Wednesday, August 29, 2012

sleeping...or lack thereof

In the beginning Ty was not what I would've called a great sleeper.  He religiously woke up every 3 hours to nurse, 4 if we were lucky.  By the time he finished eating and we did diaper changes, I was only sleeping maybe 2-3 hours in between.  By medical definition, sleeping through the night is considered 5 uninterrupted hours.  He did that the day he turned 12 weeks.  I seriously thought I was a new woman. If you would've told me that I'd have to settle for sleeping in 2-3 hour increments, while still taking care of a baby, keeping the house clean, and cooking dinner, for a solid 3 months, I would've thought you were crazy.  Its amazing how the body adjusts.

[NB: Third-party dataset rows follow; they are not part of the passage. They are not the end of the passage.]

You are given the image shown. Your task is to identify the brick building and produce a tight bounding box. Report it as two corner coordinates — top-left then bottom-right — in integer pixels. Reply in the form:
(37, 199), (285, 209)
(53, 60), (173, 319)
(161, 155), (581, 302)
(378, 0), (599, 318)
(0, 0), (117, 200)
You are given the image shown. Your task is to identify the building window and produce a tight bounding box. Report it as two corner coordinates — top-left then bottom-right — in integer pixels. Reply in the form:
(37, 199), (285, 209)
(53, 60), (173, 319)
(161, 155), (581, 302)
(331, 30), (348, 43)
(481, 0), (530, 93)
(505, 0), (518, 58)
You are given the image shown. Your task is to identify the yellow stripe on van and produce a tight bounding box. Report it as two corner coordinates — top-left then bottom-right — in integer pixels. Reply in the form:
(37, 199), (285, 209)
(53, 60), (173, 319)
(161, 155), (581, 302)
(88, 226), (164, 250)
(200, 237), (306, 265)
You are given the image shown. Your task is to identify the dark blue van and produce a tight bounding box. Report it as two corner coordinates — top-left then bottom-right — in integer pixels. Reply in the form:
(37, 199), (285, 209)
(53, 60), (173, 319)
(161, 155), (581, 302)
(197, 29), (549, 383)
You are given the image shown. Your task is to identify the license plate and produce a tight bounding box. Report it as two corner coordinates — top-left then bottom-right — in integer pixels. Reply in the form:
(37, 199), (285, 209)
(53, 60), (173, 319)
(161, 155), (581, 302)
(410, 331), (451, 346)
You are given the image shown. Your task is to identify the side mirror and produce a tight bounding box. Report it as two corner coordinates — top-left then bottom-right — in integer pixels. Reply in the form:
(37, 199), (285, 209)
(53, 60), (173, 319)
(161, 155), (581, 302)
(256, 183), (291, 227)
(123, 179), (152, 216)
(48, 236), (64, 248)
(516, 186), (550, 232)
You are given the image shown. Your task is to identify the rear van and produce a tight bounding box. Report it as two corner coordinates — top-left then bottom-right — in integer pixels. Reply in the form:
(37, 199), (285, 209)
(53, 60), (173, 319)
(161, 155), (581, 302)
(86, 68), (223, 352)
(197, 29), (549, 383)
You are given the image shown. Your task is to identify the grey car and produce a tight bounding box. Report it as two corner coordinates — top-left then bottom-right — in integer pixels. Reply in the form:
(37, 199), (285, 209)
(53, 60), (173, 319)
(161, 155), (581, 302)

By about 4 months, Ty was solidly sleeping through the night.  We would even get 6-7 hour stretches, sometimes even 8!  Then we started solids and that  rocked my poor baby's world.  I should've known that an infant with such a sensitive belly would have digestion issues when we introduced food.  Sure enough, he was waking in the night again, this time with dirty diapers.  Eventually that tapered off and I learned what he could and could not eat, and we were back to sleeping a relatively solid amount of time...or so I thought.  Ty had a rather extended stay in our bedroom, until about 6 months.  Neither of us were ready to have him in another room, so he slept peacefully beside me in his rock-n-play.  When he'd wake up I'd easily place the pacifier in his mouth, shush, and rock him back to sleep.  In fact, I had extras on the night stand for back-up.  It wasn't until we bit the bullet and moved him to his own room that I realized he wasn't really sleeping through the night at all!  Once in his own room, I was getting up repeatedly to replace his pacifier.  At first I didn't mind...he always went right back to sleep, as did I.  Over the next few weeks, he was depending on me a little too much, and I was up probably 6-8 times a night.  One exhausting night, I was getting up for the 6th time before 3am and Cooter stopped me.  That's the first time we let him cry it out.  That night spurred a very difficult couple of nights as we let our son learn to self-soothe...a skill that we would praise ourselves for later.  After that, Ty became a super sleeper, sleeping 10-12 hours a night.  Talk about a new woman!  I was even awake before him in the morning, enjoying a few minutes to myself, and loving that I wasn't awakened with a screaming cry.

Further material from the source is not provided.